3 highlights of my UCL journey

Hamizah, recent UCL Archaeology graduate, reflects on her time at UCL and shares her three highlights of her undergraduate degree.

My three years of undergraduate experience at UCL have been rewarding – I am confident to say that I have made the most out of my time at university. From meeting new people to exploring new talent, the opportunities to be involved with organisations and social events while pursuing my degree has definitely added extra colours into this chapter of my life. Here are some of the things that I have truly enjoyed and cherished throughout my undergraduate years!

1. Clubs and Societies

Museums: my second home

While I was in UCL, I took my passion for ‘museums-hopping’ to another level by joining UCL Museums Society in my first year. I had the chance to join guided tours (for free or at discounted rates) with the society at the Victoria and Albert Museum, the Royal Academy of Music Museum, the Charles Dickens Museum and many more. Since I have enjoyed the weekly excursions organised by the society, I decided to dedicate my time for that small community by running for the Events Manager position. I was elected for the role in my second year and I had taken up the Treasurer position in my third year. I had the opportunity to join training sessions with the Student Union for I was one of the three Principal Officers of the society. The training, as well as my experience of being part of the committee had taught me a lot about events organisation and finance management. Apart from delegating with museum officers to organise tours and talks, we had also conducted our own walking tours around UCL on the history of Eugenics!

Content Creator and Designer: the unexplored talent

I had no prior experience in designing when I first applied to be part of the UCL Islamic Society Media Team in my first year.
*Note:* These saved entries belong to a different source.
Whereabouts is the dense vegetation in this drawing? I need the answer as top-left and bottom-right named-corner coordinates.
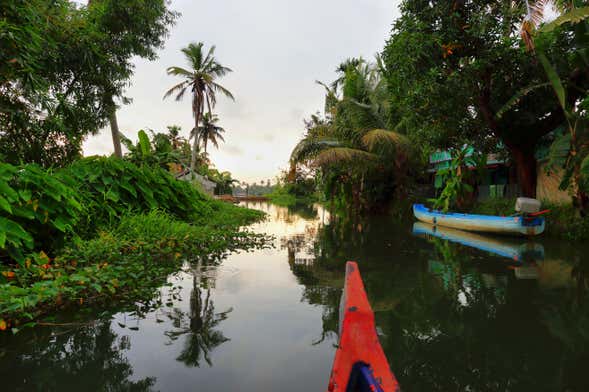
top-left (0, 158), bottom-right (266, 331)
top-left (0, 0), bottom-right (178, 164)
top-left (287, 0), bottom-right (589, 219)
top-left (289, 62), bottom-right (416, 213)
top-left (0, 1), bottom-right (264, 332)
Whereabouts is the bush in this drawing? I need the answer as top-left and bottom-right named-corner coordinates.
top-left (62, 156), bottom-right (213, 234)
top-left (1, 157), bottom-right (261, 265)
top-left (0, 163), bottom-right (82, 264)
top-left (543, 202), bottom-right (589, 241)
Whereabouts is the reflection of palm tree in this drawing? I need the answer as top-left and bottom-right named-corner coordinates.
top-left (165, 275), bottom-right (231, 367)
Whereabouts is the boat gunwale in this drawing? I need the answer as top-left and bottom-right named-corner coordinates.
top-left (413, 203), bottom-right (544, 226)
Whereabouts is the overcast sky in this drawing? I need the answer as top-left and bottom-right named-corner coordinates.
top-left (83, 0), bottom-right (401, 183)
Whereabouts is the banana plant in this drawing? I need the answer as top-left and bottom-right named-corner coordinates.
top-left (430, 147), bottom-right (484, 212)
top-left (503, 1), bottom-right (589, 212)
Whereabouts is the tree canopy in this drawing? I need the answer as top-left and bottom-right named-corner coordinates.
top-left (0, 0), bottom-right (177, 166)
top-left (382, 0), bottom-right (586, 197)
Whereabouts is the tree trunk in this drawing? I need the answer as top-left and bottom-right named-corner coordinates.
top-left (288, 162), bottom-right (296, 182)
top-left (190, 110), bottom-right (201, 177)
top-left (109, 109), bottom-right (122, 158)
top-left (509, 146), bottom-right (537, 198)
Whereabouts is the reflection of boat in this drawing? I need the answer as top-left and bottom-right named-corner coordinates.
top-left (413, 222), bottom-right (544, 262)
top-left (513, 265), bottom-right (540, 279)
top-left (327, 262), bottom-right (399, 392)
top-left (413, 204), bottom-right (545, 236)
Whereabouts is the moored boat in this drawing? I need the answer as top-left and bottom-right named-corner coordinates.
top-left (413, 202), bottom-right (546, 236)
top-left (327, 262), bottom-right (399, 392)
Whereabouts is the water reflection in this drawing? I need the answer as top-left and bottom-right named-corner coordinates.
top-left (413, 222), bottom-right (544, 263)
top-left (283, 208), bottom-right (589, 391)
top-left (163, 261), bottom-right (232, 367)
top-left (0, 320), bottom-right (156, 391)
top-left (2, 203), bottom-right (589, 391)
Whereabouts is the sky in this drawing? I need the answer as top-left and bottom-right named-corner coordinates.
top-left (82, 0), bottom-right (402, 183)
When I joined the team, the society had conducted a workshop on poster designing using Adobe Photoshop. I continued to improve my designing skill through staying as part of the team in my second year, as well as taking up a new role of the Media Lead for UCL Students4Syria (S4S). While I was with UCL S4S, I wasn’t only designing posters for society events, but I was also in charge of the society’s Facebook page – I officially began to venture into copywriting! Consequently, I hold a few Media positions in other organisations to apply and improve my designing and copywriting skills. 
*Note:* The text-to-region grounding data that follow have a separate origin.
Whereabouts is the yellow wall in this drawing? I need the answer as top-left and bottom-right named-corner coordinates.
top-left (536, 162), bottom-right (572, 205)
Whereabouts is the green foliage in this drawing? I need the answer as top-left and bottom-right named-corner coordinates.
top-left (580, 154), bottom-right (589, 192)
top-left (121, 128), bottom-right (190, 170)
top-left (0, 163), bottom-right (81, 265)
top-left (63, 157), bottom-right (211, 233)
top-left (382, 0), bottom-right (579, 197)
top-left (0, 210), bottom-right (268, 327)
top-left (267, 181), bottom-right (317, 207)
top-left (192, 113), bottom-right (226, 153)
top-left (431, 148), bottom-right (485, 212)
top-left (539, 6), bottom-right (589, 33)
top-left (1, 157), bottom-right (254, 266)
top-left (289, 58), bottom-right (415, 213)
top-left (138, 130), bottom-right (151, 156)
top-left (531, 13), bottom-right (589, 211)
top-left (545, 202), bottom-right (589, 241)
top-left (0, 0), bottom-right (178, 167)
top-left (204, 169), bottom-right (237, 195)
That said, I would highly encourage signing up for clubs and societies and keeping an eye on new opportunities! You never know what you’ll discover without putting yourself out of your comfort zone and take the freedom to explore - "everyone is gifted, but some people never open their packages".

2. Volunteering – my weekly escape

As a student who was reading a subject that partly depends on self-learning, I would usually have only 12-15 contact hours in a week (a 2-hour lecture and a 1-hour tutorial/seminar for each module) – and I was left with allocating my own time to write essays and do the compulsory readings. Therefore, I was able to dedicate myself to volunteering on a weekly basis. Apart from assisting UCL Special Collections with archive work on Wednesdays in my first year, I also volunteered as a gallery steward in The Foundling Museum on most Saturdays during my second year. Volunteering only took around 2-3 hours of my time in a week, yet it was one of the things that I had excitedly looked forward to as a new week started.
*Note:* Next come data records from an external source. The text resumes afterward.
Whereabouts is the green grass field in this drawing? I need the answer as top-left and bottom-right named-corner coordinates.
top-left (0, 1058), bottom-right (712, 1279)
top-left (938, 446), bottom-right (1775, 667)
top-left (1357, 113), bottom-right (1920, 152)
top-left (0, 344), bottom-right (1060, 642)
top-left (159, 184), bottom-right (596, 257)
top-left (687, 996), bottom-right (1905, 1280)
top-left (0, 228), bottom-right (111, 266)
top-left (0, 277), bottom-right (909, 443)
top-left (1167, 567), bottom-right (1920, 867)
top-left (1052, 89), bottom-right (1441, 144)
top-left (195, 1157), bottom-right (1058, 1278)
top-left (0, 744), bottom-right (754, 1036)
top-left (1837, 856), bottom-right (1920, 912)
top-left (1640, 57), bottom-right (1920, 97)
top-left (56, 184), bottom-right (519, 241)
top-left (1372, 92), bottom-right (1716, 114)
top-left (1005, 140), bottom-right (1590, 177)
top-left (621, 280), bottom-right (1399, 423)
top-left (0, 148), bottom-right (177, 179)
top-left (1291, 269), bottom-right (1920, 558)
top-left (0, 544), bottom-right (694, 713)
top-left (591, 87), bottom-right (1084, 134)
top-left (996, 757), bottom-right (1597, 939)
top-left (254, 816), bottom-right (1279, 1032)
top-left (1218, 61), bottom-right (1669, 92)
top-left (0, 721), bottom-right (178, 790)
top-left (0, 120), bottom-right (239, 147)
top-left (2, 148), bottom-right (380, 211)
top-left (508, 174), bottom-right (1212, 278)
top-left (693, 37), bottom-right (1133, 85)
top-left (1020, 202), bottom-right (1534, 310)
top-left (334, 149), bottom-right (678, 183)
Looking for volunteering opportunities has been made easy through the Student Union’s Volunteering Directory. I would definitely recommend volunteering for those who have the time to do so! It has granted me a fulfilling experience - aside from being one of the ways I can take my mind off academic work!

3. IoA (Institute of Archaeology) Community

Being part of a close-knit institution, I was blessed with supportive people throughout my undergraduate journey. Fieldwork and excursions had tightened my bonds with my peers. Apart from being surrounded with thoughtful course mates, I have also gained invaluable technical and wellbeing support from my personal tutor and transition mentors. Our academic administrator and student experience officer also offer amazing services and are readily available for any enquiries or assistance. The staff in the IoA library are also very friendly and accommodating. In general, the IoA is a very enjoyable place to be in, with pleasant companies!

Overall, I don’t think it’s too much to say that my undergraduate journey in UCL has been life changing. Needless to say, being part of societies’ committee and volunteering has definitely helped me in improving my English as well as communication skills. I am extremely glad that I decided to sign up for societies and participate in things outside of my academic commitment, despite the challenges in juggling between university assignments and extra-curricular responsibilities (and things for pleasure!). After all, it’s through managing things on your own in university that you acquire meaningful lessons in life and begin to recognise your passion, values and beliefs. Having said that, I hope you will be able to make the most out of your time in UCL too!